The single risk of most concern to private sector organisations, according to the Institute’s survey, are worries about volatility in the financial markets, where more than two thirds (69%) of respondents to a question about their most pressing concerns ranked this aspect highest.
Liz Sandwith, Chief Professional Practice Advisor at the Institute, says that in many organisations, Brexit wasn’t on internal audit’s radar. She said:
“Internal audit teams will already have had their annual audit plans in place, and they may not have seen a reason to incorporate Brexit into them, given the general feeling before the referendum that a Remain vote would prevail. Indeed, three in five of the organisations didn’t make any Brexit contingency plans before the vote.”
“The number of internal auditors currently providing assurance is below my expectations, given that boards should be seeking assurance on the different dimensions of risk facing their organisations, such as exchange rate volatility. But it is encouraging that nearly half (48%) of respondents are giving advice on such risk exposures. Activity levels will be higher where organisations use a risk-based approach to internal auditing, deploying internal audit resources flexibly to agreed areas of greatest risk at any one time, rather than carrying out audits on a cyclical basis.”

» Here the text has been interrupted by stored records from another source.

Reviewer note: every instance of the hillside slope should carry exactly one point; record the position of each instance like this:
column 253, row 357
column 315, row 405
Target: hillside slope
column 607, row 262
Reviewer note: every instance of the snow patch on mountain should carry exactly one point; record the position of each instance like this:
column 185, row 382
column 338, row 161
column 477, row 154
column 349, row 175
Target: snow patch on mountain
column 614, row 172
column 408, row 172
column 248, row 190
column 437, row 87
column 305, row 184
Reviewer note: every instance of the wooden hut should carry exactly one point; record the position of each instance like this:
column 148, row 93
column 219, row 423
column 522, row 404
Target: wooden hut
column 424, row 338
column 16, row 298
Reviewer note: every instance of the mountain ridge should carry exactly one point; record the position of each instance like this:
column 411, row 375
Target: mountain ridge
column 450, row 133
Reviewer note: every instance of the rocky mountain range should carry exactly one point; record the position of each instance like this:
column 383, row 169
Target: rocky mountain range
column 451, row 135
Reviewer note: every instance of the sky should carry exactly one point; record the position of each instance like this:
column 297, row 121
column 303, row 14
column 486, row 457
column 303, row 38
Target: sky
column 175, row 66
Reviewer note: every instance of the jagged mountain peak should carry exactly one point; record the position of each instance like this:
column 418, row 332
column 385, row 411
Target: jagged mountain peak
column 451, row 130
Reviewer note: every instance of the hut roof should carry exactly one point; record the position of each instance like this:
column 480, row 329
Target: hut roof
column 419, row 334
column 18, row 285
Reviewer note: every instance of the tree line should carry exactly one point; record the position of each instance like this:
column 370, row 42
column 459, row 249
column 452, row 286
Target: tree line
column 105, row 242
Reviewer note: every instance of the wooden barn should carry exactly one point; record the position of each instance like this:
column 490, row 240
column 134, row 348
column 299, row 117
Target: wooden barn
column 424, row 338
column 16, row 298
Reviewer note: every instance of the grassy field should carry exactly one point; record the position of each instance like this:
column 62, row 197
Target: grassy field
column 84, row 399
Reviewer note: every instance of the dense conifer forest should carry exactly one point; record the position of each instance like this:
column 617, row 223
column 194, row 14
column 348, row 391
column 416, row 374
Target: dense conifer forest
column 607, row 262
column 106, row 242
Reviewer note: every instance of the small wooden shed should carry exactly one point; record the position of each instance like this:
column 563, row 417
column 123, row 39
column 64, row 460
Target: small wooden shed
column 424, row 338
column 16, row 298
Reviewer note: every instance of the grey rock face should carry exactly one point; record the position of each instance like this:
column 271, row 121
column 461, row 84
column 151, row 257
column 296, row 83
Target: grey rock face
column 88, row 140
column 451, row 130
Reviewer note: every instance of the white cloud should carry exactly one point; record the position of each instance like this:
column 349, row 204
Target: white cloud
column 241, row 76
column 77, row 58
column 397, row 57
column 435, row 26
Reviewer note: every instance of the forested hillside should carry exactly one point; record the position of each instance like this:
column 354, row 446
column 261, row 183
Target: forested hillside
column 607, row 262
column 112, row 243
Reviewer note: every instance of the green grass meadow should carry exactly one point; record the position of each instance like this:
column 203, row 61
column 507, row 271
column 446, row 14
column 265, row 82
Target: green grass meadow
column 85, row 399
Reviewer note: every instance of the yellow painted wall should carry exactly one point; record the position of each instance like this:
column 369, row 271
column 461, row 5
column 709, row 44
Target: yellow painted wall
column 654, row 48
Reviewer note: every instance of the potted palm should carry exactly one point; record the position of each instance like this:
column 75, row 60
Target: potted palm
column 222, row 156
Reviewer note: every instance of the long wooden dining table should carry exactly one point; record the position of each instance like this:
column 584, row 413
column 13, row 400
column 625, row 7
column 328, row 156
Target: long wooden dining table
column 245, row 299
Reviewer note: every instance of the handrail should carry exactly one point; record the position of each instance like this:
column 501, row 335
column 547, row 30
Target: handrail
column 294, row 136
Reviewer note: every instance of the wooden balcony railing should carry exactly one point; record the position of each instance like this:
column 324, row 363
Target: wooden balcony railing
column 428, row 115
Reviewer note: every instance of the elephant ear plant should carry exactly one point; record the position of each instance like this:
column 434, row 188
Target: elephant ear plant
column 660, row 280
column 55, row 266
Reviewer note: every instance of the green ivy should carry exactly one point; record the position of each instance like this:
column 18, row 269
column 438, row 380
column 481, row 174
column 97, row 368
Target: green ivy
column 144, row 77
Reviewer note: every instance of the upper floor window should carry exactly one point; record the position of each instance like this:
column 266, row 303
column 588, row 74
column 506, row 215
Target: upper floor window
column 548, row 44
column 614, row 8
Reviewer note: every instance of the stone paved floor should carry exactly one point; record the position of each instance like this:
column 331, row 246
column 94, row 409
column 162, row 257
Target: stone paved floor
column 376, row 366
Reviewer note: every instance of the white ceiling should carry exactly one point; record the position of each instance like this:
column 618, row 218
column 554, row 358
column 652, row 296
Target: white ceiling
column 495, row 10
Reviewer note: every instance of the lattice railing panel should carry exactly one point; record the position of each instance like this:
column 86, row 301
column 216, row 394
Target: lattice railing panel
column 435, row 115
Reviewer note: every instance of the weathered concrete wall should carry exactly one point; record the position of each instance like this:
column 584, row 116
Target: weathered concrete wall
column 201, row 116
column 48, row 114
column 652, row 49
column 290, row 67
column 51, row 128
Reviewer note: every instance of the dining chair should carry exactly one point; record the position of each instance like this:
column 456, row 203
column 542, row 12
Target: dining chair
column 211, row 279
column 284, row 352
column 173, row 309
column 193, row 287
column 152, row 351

Dr Ian Peters, Chief Executive of the Chartered Institute of Internal Auditors said:
“Internal auditors have a key role to play in supporting organisations to design and implement strategies to navigate Brexit risks. What the post-Brexit environment will look like is still very unclear: but as companies form their projects and plans, internal auditors will need to develop a concrete audit response to give boards the assurance they need.”
Online survey conducted in July 2016, after the Brexit Vote results announced. 220 responses from heads of internal audit in organisations across all sectors (including 17 responses from the Republic of Ireland).
It is a sign of the progress and development of the internal audit profession that nearly half of respondents to our survey appear to be involved in the early stages of the planning of Brexit strategies, providing advice to senior teams on the management of Brexit-related risks - even if fewer are yet being asked to provide assurance on plans.
The IIA has been leading the profession of internal auditing since 1948 and became the Chartered Institute of Internal Auditors on 1st October, 2010. It is the only body focused exclusively on internal auditing. Its International Standards and Code of Ethics bind a global community of over 180,000 internal auditors in 170 countries and over 8,700 members in the UK and Ireland.
Internal Auditors help protect the organisations they work for by assessing whether all significant risks are properly identified, controlled and reported to the board, usually via the audit committee; and by challenging executive management to improve the effectiveness of governance, risk management and internal controls.